WEDNESDAY, Nov. 24 (HealthDay News) -- There's encouraging news for women with epilepsy who want to nurse their babies. Children whose mothers took certain anti-seizure medications while breast-feeding don't appear to suffer any negative cognitive effects by age 3, a new study finds.

The multi-center study looked at nearly 200 children whose mothers took one of four common antiepileptic drugs, and found no difference in IQ levels at age 3 among those who were breast-fed versus formula-fed.

"For women who have epilepsy, this is one less thing that they as new mothers have to worry about," said lead author Dr. Kimford Meador, a professor of neurology at Emory University in Atlanta. The study was published in the Nov. 24 online edition and in the Nov. 30 print issue of the journal Neurology.

The findings are part of the Neurodevelopmental Effects of Antiepileptic Drugs study, an ongoing trial looking at the long-term cognitive effects on children whose mothers took one of four common antiepilepsy meds during and after their pregnancies: carbamazepine (Carbatrol, Equetro, Tegretol, Tegretol XR), lamotrigine (Lamictal), phenytoin (Dilantin, Phenytek) or valproate (Depakote, Depakote ER, Depakene).

For the study, Meador and his colleagues examined the results of IQ tests given to 199 three-year-olds whose mothers entered the trial while they were still pregnant. A total of 194 women at 25 epilepsy centers were enrolled in the study from 1999 to 2004, and there were five sets of twins.

Forty-two percent of the babies were breast-fed, for an average of six months, and mothers who breast-fed tended to have higher average IQs than those who didn't (104 versus 95). After controlling for the mother's IQ, the researchers found that the average IQ in the breast-fed group of children was 99, versus 98 in the non-breast-fed group.

The new study on breast-feeding comes after other research suggesting hazards to the developing fetus from exposure to one anti-seizure medication. Last year, the researchers reported that babies who were exposed to the drug valproate in utero had IQs at age 3 that were an average of 9 points lower than babies whose mothers took one of the other three drugs during pregnancy. They also found that the effect was dose-dependant, meaning the higher the dose of valproate, the lower the IQ. Other studies have shown that exposure to valproate during the first trimester can increase the risk of birth defects.

Meador speculated that one reason there was no difference in IQ levels among breast-fed and formula-fed babies exposed to valproate may be because "the level of the drug in the infants' bloodstreams was very much lower than it was during pregnancy."

Dr.

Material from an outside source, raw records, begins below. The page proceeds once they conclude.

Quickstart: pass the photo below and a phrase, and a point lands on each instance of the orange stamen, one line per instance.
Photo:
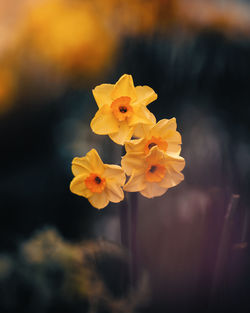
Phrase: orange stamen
(121, 108)
(95, 183)
(155, 141)
(155, 173)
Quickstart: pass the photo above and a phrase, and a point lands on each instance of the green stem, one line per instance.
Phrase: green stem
(133, 219)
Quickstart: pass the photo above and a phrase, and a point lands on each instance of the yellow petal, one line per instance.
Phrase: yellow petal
(124, 133)
(124, 87)
(102, 94)
(135, 183)
(176, 162)
(95, 162)
(171, 179)
(99, 200)
(133, 161)
(142, 130)
(114, 192)
(141, 116)
(157, 156)
(104, 121)
(78, 186)
(174, 148)
(136, 145)
(153, 190)
(114, 173)
(80, 166)
(163, 126)
(145, 95)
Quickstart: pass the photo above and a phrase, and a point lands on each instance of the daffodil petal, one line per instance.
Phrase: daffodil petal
(153, 190)
(176, 162)
(104, 121)
(145, 95)
(171, 179)
(136, 145)
(141, 116)
(78, 186)
(102, 94)
(114, 173)
(99, 200)
(124, 87)
(114, 192)
(163, 126)
(124, 134)
(133, 161)
(135, 183)
(80, 166)
(95, 162)
(142, 130)
(174, 148)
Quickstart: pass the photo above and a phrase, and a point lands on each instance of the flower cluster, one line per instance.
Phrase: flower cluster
(152, 160)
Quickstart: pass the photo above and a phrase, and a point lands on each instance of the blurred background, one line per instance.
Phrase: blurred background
(59, 254)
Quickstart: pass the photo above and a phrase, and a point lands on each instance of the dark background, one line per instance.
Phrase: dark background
(196, 259)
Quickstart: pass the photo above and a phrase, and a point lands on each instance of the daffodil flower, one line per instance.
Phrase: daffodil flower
(96, 181)
(163, 135)
(154, 173)
(122, 108)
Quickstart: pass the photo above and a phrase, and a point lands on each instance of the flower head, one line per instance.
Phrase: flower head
(122, 108)
(154, 173)
(163, 135)
(98, 182)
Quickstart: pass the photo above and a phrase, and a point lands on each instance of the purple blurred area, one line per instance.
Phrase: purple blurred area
(193, 242)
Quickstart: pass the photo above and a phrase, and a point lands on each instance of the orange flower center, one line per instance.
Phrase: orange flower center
(155, 141)
(95, 183)
(121, 108)
(155, 173)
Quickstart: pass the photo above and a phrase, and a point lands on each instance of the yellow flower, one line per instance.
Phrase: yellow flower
(122, 107)
(154, 173)
(163, 135)
(98, 182)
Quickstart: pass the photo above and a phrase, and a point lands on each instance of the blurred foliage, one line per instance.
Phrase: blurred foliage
(52, 275)
(48, 44)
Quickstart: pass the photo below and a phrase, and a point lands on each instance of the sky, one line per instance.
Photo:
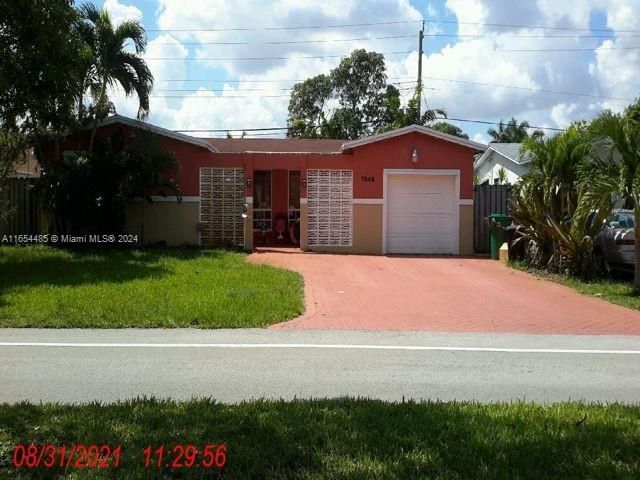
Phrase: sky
(221, 64)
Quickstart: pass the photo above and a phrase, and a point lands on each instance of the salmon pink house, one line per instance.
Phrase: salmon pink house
(405, 191)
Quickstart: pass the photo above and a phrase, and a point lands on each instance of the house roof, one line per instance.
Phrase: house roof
(158, 130)
(288, 145)
(510, 151)
(410, 129)
(274, 145)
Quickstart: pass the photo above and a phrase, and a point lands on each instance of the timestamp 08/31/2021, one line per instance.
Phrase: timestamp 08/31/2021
(79, 456)
(54, 239)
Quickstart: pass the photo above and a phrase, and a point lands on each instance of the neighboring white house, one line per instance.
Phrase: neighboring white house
(501, 155)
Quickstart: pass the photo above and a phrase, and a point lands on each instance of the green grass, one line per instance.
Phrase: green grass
(615, 290)
(46, 287)
(342, 439)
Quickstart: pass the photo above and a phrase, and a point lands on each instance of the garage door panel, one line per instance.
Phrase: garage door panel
(421, 214)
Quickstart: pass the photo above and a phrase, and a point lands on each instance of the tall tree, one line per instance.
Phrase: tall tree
(353, 100)
(111, 64)
(513, 132)
(40, 68)
(358, 81)
(446, 127)
(615, 169)
(306, 106)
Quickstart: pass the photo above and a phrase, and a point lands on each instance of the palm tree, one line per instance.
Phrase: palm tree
(513, 132)
(547, 203)
(615, 170)
(112, 64)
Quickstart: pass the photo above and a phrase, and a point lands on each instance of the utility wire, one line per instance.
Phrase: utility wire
(298, 27)
(394, 37)
(405, 52)
(296, 42)
(543, 27)
(269, 58)
(397, 22)
(267, 129)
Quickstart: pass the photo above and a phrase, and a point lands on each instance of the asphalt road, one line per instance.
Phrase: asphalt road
(235, 365)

Autumn Klein is director of the Program in Women's Neurology at Brigham and Women's Hospital in Boston, and the author of an editorial accompanying the study. She said the study "provides the most information thus far" when it comes to counseling women who take antiepilepsy drugs on the risks of breast-feeding.

Klein believes the findings "will definitely change" people's attitudes toward the use of these drugs during breast-feeding. Right now, she said, many doctors do not recommend breast-feeding for women taking the medications "due to the largely unknown effects of [antiepilepsy drugs] during breast-feeding."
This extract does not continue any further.